Bodies in computer vision have often been an afterthought. Human pose is often represented by 10-12 body joints in 2D or 3D. This is inspired by Johannson's moving light displays, which showed that some human actions can be recognized from the motion of the major joints of the body. But the joints do not capture everything. The skeletal structure of the body is also a popular representation but is only approximate and is never actually observed in images.
In our work we have focused on 3D body shape, represented as a triangulated mesh. Shape gives us more information about a person related to their health, age, fitness, and clothing size. But shape is also useful because our body surface is critical to our physical interactions with the world. We cannot interpenetrate objects and they cannot interpenetrate us.

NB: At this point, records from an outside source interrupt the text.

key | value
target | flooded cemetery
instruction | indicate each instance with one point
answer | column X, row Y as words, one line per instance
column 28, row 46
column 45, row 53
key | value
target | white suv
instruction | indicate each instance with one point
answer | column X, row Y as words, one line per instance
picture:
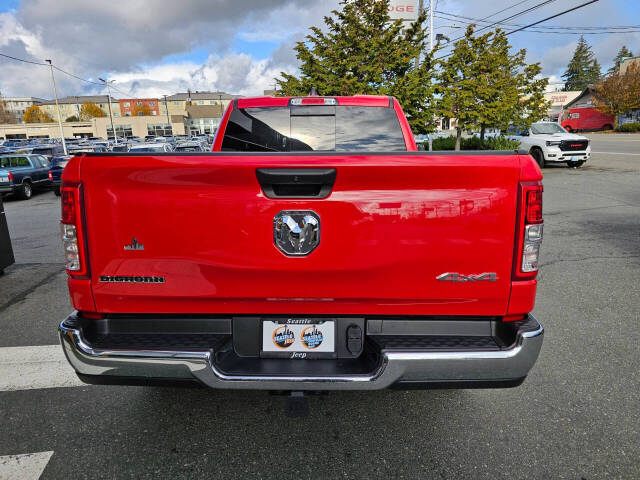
column 548, row 142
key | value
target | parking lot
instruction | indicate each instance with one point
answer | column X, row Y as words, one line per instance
column 576, row 416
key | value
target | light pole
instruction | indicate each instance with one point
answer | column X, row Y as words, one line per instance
column 113, row 129
column 55, row 95
column 166, row 107
column 430, row 51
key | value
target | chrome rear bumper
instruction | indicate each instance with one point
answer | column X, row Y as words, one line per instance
column 441, row 368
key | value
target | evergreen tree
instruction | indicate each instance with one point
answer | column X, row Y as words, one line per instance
column 583, row 69
column 364, row 52
column 482, row 84
column 595, row 72
column 622, row 53
column 618, row 94
column 5, row 114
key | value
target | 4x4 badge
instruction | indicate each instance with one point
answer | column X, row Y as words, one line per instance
column 458, row 277
column 134, row 245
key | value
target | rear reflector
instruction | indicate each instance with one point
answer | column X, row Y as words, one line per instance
column 72, row 231
column 534, row 206
column 68, row 205
column 529, row 234
column 70, row 244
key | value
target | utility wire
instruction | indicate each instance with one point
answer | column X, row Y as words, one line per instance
column 65, row 72
column 552, row 16
column 547, row 27
column 505, row 9
column 75, row 76
column 21, row 59
column 530, row 9
column 536, row 23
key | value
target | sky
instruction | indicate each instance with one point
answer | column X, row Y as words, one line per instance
column 156, row 47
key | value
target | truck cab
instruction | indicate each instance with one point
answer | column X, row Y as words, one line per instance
column 586, row 119
column 548, row 142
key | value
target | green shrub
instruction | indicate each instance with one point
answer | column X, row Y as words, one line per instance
column 443, row 143
column 474, row 143
column 629, row 127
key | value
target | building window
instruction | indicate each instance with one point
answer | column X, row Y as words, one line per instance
column 121, row 130
column 159, row 130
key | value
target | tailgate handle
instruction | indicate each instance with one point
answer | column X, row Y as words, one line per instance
column 296, row 182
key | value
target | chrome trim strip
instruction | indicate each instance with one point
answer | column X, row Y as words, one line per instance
column 512, row 363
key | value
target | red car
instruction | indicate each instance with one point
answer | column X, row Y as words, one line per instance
column 314, row 249
column 587, row 118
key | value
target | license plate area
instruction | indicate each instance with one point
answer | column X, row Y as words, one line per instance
column 298, row 338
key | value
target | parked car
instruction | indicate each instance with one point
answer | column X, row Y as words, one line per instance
column 313, row 249
column 121, row 148
column 548, row 142
column 48, row 151
column 21, row 174
column 6, row 249
column 190, row 147
column 151, row 147
column 587, row 118
column 55, row 172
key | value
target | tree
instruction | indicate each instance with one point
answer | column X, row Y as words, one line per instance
column 482, row 84
column 618, row 94
column 34, row 114
column 364, row 52
column 583, row 69
column 622, row 53
column 90, row 110
column 141, row 110
column 5, row 115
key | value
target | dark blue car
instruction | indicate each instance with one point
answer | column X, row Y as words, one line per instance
column 21, row 174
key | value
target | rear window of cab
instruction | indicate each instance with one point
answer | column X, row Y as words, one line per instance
column 314, row 128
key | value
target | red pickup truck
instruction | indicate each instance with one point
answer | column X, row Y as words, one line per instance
column 314, row 249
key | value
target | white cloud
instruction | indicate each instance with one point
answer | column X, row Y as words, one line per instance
column 129, row 42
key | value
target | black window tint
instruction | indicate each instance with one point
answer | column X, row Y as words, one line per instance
column 257, row 130
column 43, row 151
column 313, row 132
column 306, row 128
column 368, row 129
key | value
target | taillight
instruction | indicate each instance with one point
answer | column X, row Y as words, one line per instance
column 72, row 230
column 529, row 234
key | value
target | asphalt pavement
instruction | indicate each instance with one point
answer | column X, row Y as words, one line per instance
column 577, row 416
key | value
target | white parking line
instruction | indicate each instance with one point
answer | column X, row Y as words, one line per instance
column 617, row 153
column 28, row 466
column 27, row 368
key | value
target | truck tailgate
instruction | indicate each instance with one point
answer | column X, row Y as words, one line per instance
column 391, row 224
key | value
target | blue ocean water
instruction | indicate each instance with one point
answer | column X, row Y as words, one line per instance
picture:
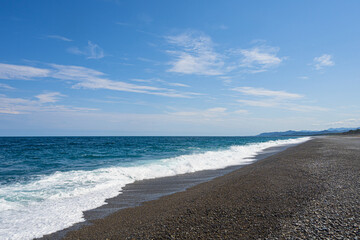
column 47, row 182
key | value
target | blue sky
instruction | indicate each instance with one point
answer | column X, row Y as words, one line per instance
column 100, row 67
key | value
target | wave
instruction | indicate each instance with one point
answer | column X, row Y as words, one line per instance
column 57, row 201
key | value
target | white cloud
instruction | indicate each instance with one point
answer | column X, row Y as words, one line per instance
column 83, row 77
column 260, row 58
column 275, row 99
column 92, row 79
column 195, row 55
column 266, row 93
column 210, row 113
column 272, row 103
column 8, row 71
column 259, row 103
column 50, row 97
column 178, row 84
column 40, row 103
column 324, row 60
column 345, row 122
column 91, row 51
column 58, row 37
column 5, row 86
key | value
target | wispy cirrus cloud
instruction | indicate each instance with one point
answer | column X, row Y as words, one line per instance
column 5, row 86
column 40, row 103
column 50, row 97
column 91, row 51
column 58, row 37
column 8, row 71
column 259, row 58
column 325, row 60
column 274, row 99
column 267, row 93
column 195, row 54
column 86, row 78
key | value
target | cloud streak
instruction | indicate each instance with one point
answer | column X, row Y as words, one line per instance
column 87, row 78
column 195, row 55
column 91, row 51
column 58, row 37
column 40, row 103
column 260, row 58
column 20, row 72
column 267, row 93
column 274, row 99
column 324, row 60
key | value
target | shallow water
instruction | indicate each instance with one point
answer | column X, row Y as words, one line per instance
column 47, row 182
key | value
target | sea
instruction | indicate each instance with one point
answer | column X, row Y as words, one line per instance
column 46, row 183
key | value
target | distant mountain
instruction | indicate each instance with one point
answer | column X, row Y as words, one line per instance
column 305, row 132
column 356, row 131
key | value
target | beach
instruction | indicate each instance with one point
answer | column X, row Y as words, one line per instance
column 308, row 191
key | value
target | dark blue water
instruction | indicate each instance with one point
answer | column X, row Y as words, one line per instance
column 47, row 182
column 25, row 158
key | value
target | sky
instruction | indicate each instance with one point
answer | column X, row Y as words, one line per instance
column 174, row 68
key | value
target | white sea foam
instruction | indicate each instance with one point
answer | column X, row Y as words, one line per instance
column 57, row 201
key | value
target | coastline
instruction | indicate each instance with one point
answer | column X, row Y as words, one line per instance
column 308, row 191
column 140, row 192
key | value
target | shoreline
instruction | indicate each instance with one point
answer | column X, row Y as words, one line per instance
column 310, row 191
column 137, row 193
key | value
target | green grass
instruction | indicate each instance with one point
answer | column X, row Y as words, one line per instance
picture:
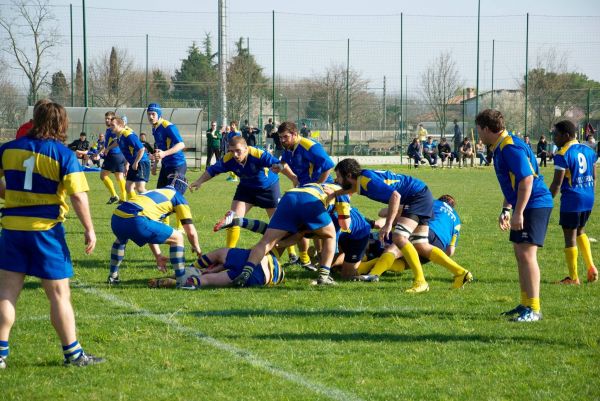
column 298, row 342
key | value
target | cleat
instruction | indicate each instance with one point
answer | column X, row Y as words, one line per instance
column 592, row 274
column 309, row 267
column 527, row 315
column 568, row 281
column 462, row 279
column 327, row 280
column 225, row 221
column 367, row 278
column 515, row 311
column 418, row 287
column 84, row 360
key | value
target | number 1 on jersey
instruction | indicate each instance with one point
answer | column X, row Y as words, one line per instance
column 29, row 164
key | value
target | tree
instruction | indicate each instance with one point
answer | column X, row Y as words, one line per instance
column 31, row 34
column 78, row 93
column 439, row 83
column 245, row 80
column 59, row 89
column 115, row 81
column 197, row 77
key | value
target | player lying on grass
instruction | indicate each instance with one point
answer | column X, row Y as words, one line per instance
column 140, row 220
column 444, row 230
column 303, row 209
column 220, row 267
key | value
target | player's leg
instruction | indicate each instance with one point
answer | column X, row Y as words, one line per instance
column 405, row 226
column 63, row 321
column 11, row 284
column 105, row 178
column 239, row 209
column 570, row 235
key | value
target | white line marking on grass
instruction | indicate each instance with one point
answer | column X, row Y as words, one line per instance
column 168, row 319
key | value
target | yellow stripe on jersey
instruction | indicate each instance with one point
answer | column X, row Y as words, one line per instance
column 45, row 166
column 26, row 223
column 75, row 182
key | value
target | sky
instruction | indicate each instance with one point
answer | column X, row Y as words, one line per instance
column 312, row 35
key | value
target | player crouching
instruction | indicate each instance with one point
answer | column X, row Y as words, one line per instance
column 140, row 220
column 220, row 267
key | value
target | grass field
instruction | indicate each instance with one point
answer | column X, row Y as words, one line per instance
column 355, row 341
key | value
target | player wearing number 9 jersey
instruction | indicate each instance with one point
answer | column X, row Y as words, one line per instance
column 575, row 176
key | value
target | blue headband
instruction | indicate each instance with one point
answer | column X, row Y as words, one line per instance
column 155, row 107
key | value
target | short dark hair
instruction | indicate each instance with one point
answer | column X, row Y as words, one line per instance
column 449, row 199
column 566, row 127
column 235, row 140
column 287, row 126
column 349, row 167
column 492, row 119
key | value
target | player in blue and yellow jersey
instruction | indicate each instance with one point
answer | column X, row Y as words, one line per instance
column 135, row 154
column 114, row 162
column 306, row 158
column 444, row 231
column 301, row 210
column 528, row 196
column 258, row 186
column 140, row 220
column 39, row 171
column 411, row 224
column 575, row 178
column 169, row 146
column 221, row 266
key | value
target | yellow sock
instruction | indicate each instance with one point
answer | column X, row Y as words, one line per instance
column 412, row 259
column 398, row 266
column 571, row 256
column 439, row 257
column 525, row 299
column 233, row 235
column 366, row 266
column 109, row 185
column 121, row 184
column 534, row 303
column 384, row 263
column 583, row 242
column 304, row 258
column 292, row 250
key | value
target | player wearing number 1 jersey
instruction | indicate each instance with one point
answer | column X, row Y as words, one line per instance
column 575, row 177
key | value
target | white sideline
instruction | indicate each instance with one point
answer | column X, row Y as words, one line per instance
column 168, row 319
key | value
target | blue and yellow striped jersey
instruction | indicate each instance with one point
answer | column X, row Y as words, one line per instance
column 380, row 184
column 340, row 204
column 445, row 223
column 38, row 175
column 130, row 144
column 577, row 189
column 254, row 173
column 513, row 161
column 110, row 137
column 156, row 205
column 166, row 135
column 308, row 160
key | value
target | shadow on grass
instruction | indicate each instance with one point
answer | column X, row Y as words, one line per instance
column 416, row 338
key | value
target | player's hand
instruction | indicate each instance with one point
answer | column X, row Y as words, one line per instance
column 243, row 278
column 504, row 220
column 90, row 241
column 516, row 222
column 161, row 263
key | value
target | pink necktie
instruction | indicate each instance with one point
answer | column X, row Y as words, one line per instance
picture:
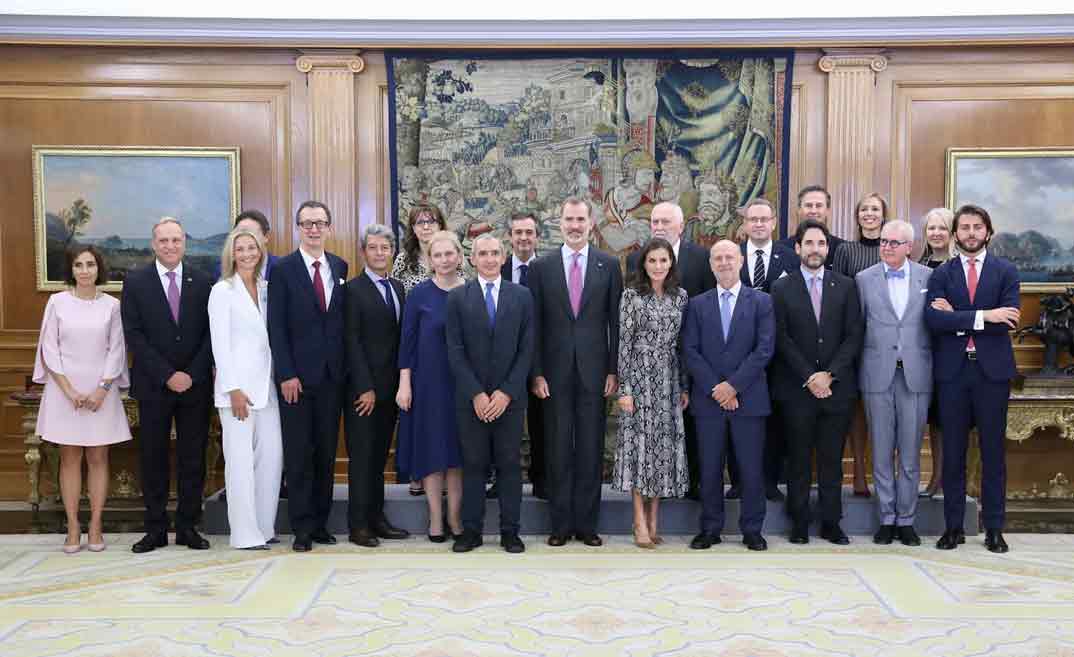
column 575, row 283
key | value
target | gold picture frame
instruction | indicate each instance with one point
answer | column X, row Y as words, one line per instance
column 1029, row 193
column 112, row 195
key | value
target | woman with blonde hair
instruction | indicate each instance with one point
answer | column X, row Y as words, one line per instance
column 245, row 393
column 427, row 435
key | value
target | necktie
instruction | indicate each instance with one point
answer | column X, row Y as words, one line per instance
column 725, row 311
column 173, row 296
column 814, row 294
column 319, row 286
column 758, row 269
column 971, row 282
column 575, row 283
column 490, row 305
column 388, row 296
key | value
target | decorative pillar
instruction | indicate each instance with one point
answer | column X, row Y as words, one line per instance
column 330, row 76
column 852, row 130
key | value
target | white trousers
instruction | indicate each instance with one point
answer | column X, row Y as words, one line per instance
column 254, row 464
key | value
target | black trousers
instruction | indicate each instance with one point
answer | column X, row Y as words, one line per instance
column 814, row 425
column 190, row 411
column 368, row 440
column 485, row 443
column 575, row 423
column 310, row 434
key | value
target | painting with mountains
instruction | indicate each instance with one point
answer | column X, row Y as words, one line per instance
column 112, row 196
column 1029, row 194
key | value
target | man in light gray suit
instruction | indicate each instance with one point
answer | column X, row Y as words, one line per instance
column 896, row 377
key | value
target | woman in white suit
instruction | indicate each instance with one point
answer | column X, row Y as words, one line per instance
column 244, row 392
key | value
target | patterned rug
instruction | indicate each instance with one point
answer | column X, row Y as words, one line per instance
column 418, row 599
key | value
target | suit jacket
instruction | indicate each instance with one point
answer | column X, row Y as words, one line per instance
column 695, row 274
column 589, row 341
column 484, row 360
column 885, row 331
column 241, row 342
column 372, row 338
column 158, row 345
column 740, row 360
column 306, row 342
column 997, row 288
column 803, row 347
column 783, row 261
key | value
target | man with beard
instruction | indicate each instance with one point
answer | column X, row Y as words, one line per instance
column 973, row 302
column 818, row 335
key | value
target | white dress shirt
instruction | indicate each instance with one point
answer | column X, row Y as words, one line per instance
column 325, row 274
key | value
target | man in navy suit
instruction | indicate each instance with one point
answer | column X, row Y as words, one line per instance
column 576, row 293
column 728, row 339
column 305, row 331
column 973, row 303
column 164, row 310
column 490, row 348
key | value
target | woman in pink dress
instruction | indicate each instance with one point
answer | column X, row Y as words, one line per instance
column 82, row 361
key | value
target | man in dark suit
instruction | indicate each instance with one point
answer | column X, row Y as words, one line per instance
column 973, row 302
column 695, row 276
column 305, row 330
column 576, row 293
column 164, row 309
column 523, row 232
column 372, row 314
column 728, row 339
column 764, row 262
column 818, row 334
column 490, row 348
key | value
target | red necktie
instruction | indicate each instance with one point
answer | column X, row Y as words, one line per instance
column 971, row 282
column 319, row 286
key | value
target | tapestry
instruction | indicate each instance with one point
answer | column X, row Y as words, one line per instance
column 483, row 136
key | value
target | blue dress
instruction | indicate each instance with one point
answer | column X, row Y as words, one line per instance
column 427, row 435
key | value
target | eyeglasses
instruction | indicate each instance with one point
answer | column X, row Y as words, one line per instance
column 893, row 243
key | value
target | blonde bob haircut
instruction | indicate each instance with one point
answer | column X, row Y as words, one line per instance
column 228, row 253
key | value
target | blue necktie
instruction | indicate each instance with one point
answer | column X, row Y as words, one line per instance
column 725, row 311
column 388, row 297
column 490, row 305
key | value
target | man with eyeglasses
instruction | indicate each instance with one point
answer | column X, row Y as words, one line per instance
column 896, row 378
column 305, row 332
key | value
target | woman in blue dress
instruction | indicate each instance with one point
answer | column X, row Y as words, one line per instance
column 427, row 435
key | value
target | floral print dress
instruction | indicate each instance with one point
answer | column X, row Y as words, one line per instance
column 651, row 451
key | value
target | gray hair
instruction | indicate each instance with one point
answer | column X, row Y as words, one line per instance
column 377, row 230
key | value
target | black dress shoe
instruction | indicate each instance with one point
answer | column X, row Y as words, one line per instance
column 591, row 539
column 191, row 539
column 322, row 537
column 704, row 541
column 467, row 541
column 951, row 539
column 995, row 542
column 755, row 542
column 363, row 538
column 387, row 530
column 150, row 542
column 511, row 543
column 557, row 540
column 833, row 534
column 909, row 537
column 885, row 535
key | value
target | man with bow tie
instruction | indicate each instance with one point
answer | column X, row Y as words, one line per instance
column 896, row 377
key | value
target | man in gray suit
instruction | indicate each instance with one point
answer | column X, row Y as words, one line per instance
column 896, row 377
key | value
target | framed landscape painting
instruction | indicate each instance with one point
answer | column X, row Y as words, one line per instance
column 111, row 196
column 1029, row 193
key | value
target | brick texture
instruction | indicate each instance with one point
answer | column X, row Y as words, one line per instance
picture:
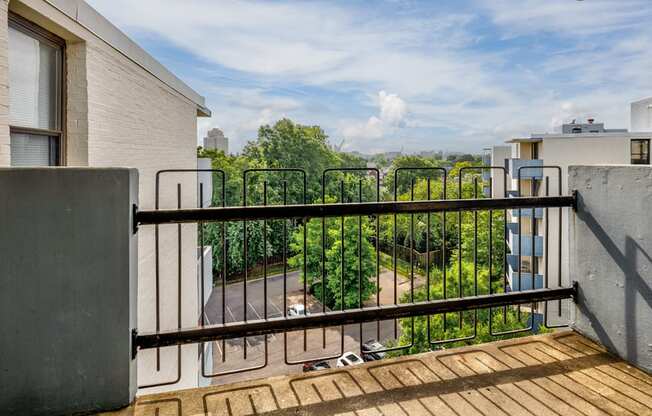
column 5, row 152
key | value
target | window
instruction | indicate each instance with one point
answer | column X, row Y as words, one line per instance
column 640, row 151
column 35, row 94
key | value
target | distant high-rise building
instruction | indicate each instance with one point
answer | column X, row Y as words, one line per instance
column 215, row 139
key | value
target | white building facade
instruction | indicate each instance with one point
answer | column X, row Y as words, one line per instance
column 543, row 160
column 75, row 91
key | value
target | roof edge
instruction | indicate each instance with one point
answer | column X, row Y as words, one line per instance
column 90, row 19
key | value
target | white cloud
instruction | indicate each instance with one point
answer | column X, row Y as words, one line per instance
column 392, row 109
column 568, row 17
column 391, row 116
column 573, row 59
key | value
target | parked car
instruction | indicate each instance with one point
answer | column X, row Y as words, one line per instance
column 315, row 366
column 372, row 350
column 349, row 358
column 297, row 309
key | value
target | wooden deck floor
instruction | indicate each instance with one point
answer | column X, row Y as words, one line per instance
column 556, row 374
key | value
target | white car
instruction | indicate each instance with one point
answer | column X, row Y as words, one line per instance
column 349, row 358
column 297, row 309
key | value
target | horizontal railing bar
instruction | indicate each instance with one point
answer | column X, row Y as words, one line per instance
column 351, row 316
column 176, row 216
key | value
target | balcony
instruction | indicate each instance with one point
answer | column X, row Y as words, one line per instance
column 529, row 168
column 546, row 374
column 525, row 280
column 561, row 372
column 526, row 240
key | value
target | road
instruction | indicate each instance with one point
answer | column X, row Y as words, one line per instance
column 328, row 343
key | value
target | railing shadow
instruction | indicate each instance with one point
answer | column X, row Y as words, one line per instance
column 635, row 284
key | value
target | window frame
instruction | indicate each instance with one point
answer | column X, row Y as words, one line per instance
column 29, row 28
column 631, row 152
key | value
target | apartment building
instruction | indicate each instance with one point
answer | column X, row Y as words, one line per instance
column 215, row 139
column 538, row 166
column 75, row 91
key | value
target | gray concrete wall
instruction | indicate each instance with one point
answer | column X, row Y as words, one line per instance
column 68, row 285
column 611, row 258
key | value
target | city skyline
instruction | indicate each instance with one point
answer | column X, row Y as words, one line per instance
column 455, row 76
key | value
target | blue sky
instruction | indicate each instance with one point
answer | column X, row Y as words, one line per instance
column 401, row 74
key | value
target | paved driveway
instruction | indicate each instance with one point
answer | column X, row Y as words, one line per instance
column 329, row 343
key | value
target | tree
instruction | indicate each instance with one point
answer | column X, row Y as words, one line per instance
column 359, row 260
column 502, row 319
column 290, row 145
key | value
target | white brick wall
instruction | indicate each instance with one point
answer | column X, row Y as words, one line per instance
column 137, row 121
column 5, row 151
column 119, row 114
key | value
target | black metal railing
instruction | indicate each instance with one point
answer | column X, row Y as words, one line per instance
column 296, row 217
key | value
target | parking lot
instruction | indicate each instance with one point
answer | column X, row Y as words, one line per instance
column 282, row 349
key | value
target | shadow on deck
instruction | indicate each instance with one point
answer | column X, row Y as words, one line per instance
column 555, row 374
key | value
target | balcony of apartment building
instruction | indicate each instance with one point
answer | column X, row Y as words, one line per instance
column 525, row 213
column 528, row 168
column 520, row 278
column 523, row 244
column 79, row 296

It has taken a few years for the field to catch on to this idea but now our SMPL [ ] body model is widely used in research and industry. It is simple, efficient, posable, and compatible with most graphics packages. It is also differentiable and easy to integrate into optimization or deep learning methods.
While popular, SMPL has drawbacks. Pose deformations are non-local, the face does not move, the hands are rigid, there is no clothing and no hair. We are addressing these issues in ongoing work (see the theme on Clothing [ ] and projects on Faces [ ] and Hands [ ]). Our recent work [ ] is putting bodies, faces and hands together in a simple model, called SMPL-X, that can be fit to data or animated. Like all our body models, we train this from scans of people to capture the realism and statistics of the population [ ]. Our latest work [ ] trains a deep learning model, called ExPose, that reconstructs expressive 3D humans (SMPL-X) from a single RGB image quickly and accurately.
Such models provide the foundation for our analysis of human movement, emotion, and behavior.